Now these are the first steps to embracing the planet's interdependent ecological system and motivate people to regenerate it further. And thirdly, the desirability of nature based spaces. Nature based splace - nature based placemaking, other than being quite difficult to say, (audience laughs) actually improves our experience of spaces, places and people in them.
So it's actually helps to create more desirable, exciting cities for us to live in, which is important because inevitably our cities are our future dwelling places and arguably the most sustainable solution to our population increase as they help us to share resources more efficiently, it helps us to connect with the service, sharing and circular economy. And it also helps to enable more activated, enabled communities, communities that can meet and talk and share ideas. And as a result of that, start to innovate.
And that innovation is absolutely important, absolutely essential if we're going to come up with new solutions to meet the many complex problems that we're going to be facing.

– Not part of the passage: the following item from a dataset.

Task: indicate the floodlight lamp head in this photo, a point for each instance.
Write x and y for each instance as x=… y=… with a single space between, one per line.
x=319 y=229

Embracing nature and natural systems has multiple benefits for people and planet. It creates more biodiverse and resilient cities that are better positioned to tackle the enormous climate challenges we face ahead.
It also creates more - happier, healthier spaces for us to live in with more connected communities. And building on that, deeper connections to nature and natural systems helps us to understand that our health and wellbeing on the planet is intrinsically connected to the health and wellbeing of the nature around us. And as a result, motivates us for the conservation of our wider planetary environment.
In light of the Climate Crisis and the eco anxiety that we’re all facing right now, biophilic design offers a nature first approach that benefits both people and planet. Thank you very much.